Reddit Product Sentiment Monitor (POC)
An automated pipeline that ingests niche community discussions, filters for product relevancy using LLMs, and structures the data for sentiment analysis.
Role
Product Engineer
Timeline
Current Project (POC)
Outcome
Successfully processing live data streams from 5+ subreddits with automated noise filtering and sentiment scoring.
Tech Stack
The Concept
Product discovery often relies on disjointed manual research—scrolling through Reddit threads, saving bookmarks, and trying to mentally aggregate “the vibe” of a community.
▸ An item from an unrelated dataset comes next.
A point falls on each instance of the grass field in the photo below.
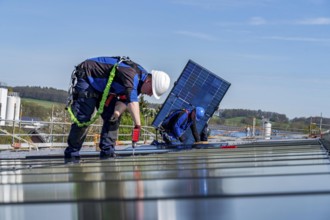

I wanted to validate if this process could be automated: Can an AI agent effectively separate signal from noise in messy community data?
This project is a functional Proof of Concept (POC) designed to ingest, filter, and analyze commentary from specific subreddits (e.g., r/LegalTech, r/SaaS) to build a structured dataset of user sentiment over time.
Current Architecture (The Pipeline)
The core of this system is an n8n workflow that acts as the orchestrator. Unlike standard social listening tools that rely on simple keyword matching, this pipeline uses LLMs to understand context.
1. Ingestion Layer
- Source: The system monitors RSS feeds from targeted subreddits.
- Trigger: Polling occurs at regular intervals to capture new discussions as they happen.
2. Intelligence Layer (The “Brain”)
- Relevance Agent: Every incoming post is sent to an LLM (via OpenRouter) with a specific system prompt: “Is this post discussing a product, service, or pain point relevant to [Domain]?” This filters out ~60% of the noise (memes, meta-discussion, off-topic rants).
- Sentiment & Metadata: If relevant, a second agent analyses the text to:
- Score sentiment (-1.0 to +1.0).
- Extract key entities (Competitor names, specific features).
- Generate a one-sentence summary of the “User Voice.”
3. Storage & Visualisation
- Database: Structured JSON output is upserted into Supabase (PostgreSQL).
- Frontend: Currently, the data feeds into a simple Visualisation dashboard that tracks sentiment trends over time and lists high-relevance posts.
The Pivot: From “Dashboard” to “Active Intelligence”
While the current dashboard is useful for retrospective analysis, I have identified that the true value lies in interrogating the data rather than just looking at charts. I am currently refactoring the project to move beyond simple Visualisation.
Future Roadmap: The “Analyst Agent”
I am evolving this POC into a RAG (Retrieval-Augmented Generation) powered platform with two distinct outputs:
1. Contextual Chatbot (RAG Pipeline) Instead of filtering columns in a dashboard, I want to ask the data questions:
- “What are the top 3 complaints about [Competitor X] this month?”
- “Has sentiment shifted regarding [Feature Y] since the last update?” This requires vectorising the Supabase data and building a retrieval chain that allows an LLM to “read” the accumulated community history before answering.
2. Agentic Weekly Briefing Moving from “Pull” to “Push.” An autonomous agent will run every Monday morning, look at the previous 7 days of data, identify anomalies or clusters of discussion, and write a natural-language email report. This shifts the value proposition from “Here is a graph” to “Here is what you need to know.”
Key Learnings So Far
- Prompt Engineering vs. Noise: Reddit data is notoriously messy. I spent significant time tuning the “Relevance Check” prompt. “Generic” prompts let too much noise through; highly specific prompts missed valuable edge cases.
- Cost Management: Running two distinct LLM calls per Reddit post gets expensive quickly. I optimised this by using cheaper models (like GPT-4o-mini or Haiku) for the initial boolean “Relevance” check, saving the more capable models for the complex sentiment extraction.
- RSS Limitations: RSS feeds only provide a snapshot. For the V2 RAG pipeline, I am exploring the Reddit API directly to fetch full comment trees, as the real insights are often in the comments, not the post body.